Even devout Coen Bros. nuts could be forgiven for feeling neutral upon the 1996 release of their breakthrough Midwestern opera of murder and fanatical politeness. Blame the throngs of fans who rendered tone-deaf intonations of the film’s “Minnesota Nice” dialect well into the current Bush administration. Now, the choruses of “you betchas” and “oh yahs” have quieted and thanks to MGM’s Special Edition DVD release, a vast improvement over the skimpy 2000 version, “Fargo” can be seen for the offbeat gem that it is.
The DVD medium, with its chapter selection and persistent time display, helps reveal the movie’s unique structure. While considered the lead in the picture, Frances McDormand’s Chief Marge Gunderson doesn’t even show up until past the thirty-minute mark. After another half hour of interplay between the film’s three storylines, Marge’s old schoolmate Mike Yanagita appears for a painfully funny detour from the plot before the pace picks up for Fargo’s grisly, deadpan climax.
Despite the fact that “Fargo” features the most subdued camerawork of the Coens’ pre-“Intolerable Cruelty” productions, commentary track duties fall to cinematographer Roger Deakins. A charming chap who has done first-rate work for Joel and Ethan ever since Barry Sonnenfeld ditched lensing their pics to direct his own, Deakins’ observations and recollections are limited in scope and will be best appreciated by members of the ASC. Same goes for a reprint of the American Cinematographer article included here, thankfully well formatted for television viewing.

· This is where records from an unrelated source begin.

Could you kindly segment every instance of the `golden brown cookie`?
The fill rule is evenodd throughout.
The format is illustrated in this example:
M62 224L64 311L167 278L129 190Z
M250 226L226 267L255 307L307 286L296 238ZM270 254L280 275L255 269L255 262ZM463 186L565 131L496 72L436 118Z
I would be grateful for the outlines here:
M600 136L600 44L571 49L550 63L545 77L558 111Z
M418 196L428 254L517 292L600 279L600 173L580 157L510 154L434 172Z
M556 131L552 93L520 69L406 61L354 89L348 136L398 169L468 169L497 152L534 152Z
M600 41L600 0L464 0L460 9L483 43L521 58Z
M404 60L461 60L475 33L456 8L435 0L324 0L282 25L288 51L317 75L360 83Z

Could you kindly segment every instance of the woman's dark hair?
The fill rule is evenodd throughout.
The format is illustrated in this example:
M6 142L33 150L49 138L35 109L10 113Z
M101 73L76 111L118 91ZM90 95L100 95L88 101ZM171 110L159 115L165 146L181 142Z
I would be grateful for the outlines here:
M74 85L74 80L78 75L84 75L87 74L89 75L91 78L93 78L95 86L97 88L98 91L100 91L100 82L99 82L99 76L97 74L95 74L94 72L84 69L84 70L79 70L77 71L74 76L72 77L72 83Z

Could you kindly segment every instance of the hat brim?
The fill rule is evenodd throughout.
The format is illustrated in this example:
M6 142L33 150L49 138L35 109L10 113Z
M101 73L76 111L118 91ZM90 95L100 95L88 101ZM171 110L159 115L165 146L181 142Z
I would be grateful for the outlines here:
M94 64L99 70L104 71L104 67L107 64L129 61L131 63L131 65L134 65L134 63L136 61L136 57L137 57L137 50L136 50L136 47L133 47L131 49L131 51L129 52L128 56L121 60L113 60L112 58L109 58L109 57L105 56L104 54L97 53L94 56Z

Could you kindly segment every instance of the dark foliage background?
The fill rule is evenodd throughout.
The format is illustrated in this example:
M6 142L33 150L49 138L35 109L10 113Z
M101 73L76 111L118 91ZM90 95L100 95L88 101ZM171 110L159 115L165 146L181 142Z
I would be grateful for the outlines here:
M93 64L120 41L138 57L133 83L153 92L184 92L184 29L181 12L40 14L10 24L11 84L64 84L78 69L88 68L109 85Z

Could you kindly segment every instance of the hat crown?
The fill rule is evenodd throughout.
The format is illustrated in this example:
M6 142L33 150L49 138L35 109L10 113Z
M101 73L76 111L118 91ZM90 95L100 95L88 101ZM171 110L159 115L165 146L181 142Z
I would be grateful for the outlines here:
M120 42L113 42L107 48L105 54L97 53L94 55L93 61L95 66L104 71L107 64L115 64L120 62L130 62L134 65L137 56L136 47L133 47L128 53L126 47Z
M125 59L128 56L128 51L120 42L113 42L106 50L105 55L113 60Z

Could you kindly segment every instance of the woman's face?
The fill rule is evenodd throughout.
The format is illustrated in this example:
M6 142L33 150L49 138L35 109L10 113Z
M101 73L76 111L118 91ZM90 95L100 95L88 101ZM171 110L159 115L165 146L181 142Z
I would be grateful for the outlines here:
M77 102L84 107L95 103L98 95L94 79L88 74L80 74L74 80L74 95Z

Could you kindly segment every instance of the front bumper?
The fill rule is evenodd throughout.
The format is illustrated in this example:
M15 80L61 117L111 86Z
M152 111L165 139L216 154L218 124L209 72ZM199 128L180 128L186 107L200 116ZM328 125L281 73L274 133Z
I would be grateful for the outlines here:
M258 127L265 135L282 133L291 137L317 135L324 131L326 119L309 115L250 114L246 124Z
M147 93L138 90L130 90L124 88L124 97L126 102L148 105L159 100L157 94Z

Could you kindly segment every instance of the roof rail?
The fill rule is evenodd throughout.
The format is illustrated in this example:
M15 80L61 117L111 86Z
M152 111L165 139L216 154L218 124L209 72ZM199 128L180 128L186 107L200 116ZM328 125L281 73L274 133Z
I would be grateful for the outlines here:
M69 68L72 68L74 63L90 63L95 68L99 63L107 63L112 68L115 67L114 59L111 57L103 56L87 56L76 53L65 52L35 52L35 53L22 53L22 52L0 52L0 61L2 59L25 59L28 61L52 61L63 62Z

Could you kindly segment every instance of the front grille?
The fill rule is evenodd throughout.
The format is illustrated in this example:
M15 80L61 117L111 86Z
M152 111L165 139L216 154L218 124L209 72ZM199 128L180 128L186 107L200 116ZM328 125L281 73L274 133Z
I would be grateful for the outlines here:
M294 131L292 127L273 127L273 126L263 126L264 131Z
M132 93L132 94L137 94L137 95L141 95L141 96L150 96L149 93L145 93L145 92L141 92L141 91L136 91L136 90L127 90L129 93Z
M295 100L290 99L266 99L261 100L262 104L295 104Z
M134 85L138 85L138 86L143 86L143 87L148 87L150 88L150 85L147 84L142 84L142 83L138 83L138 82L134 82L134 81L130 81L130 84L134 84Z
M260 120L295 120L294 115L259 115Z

Technically, the disc delivers a top-drawer digital transfer that serves the pictures snow bleached vistas admirably. The 5.1 surround soundtrack does justice to Carter Burwell’s evocative and haunting score, one that must rank as one of the best in recent film history. An appropriately whitewashed menu design of soft animated type serves as an elegant gateway to the disc.
Other features include the all- new documentary “Minnesota Nice” and Charlie Rose interview with the Coens and McDormand, both of which assess the validity of the film’s opening boast that “This is a true story.”
The package also contains the original theatrical trailer and TV spot, a behind the scenes photo gallery (mostly featuring the bearded Coens wearing funny hats) and an annoying “Pop-Up Video”-style trivia track which superimposes tangentially related arcana over key areas of the frame. Skip the trivia, enjoy the movie and leave the “oh yahs” to the professionals.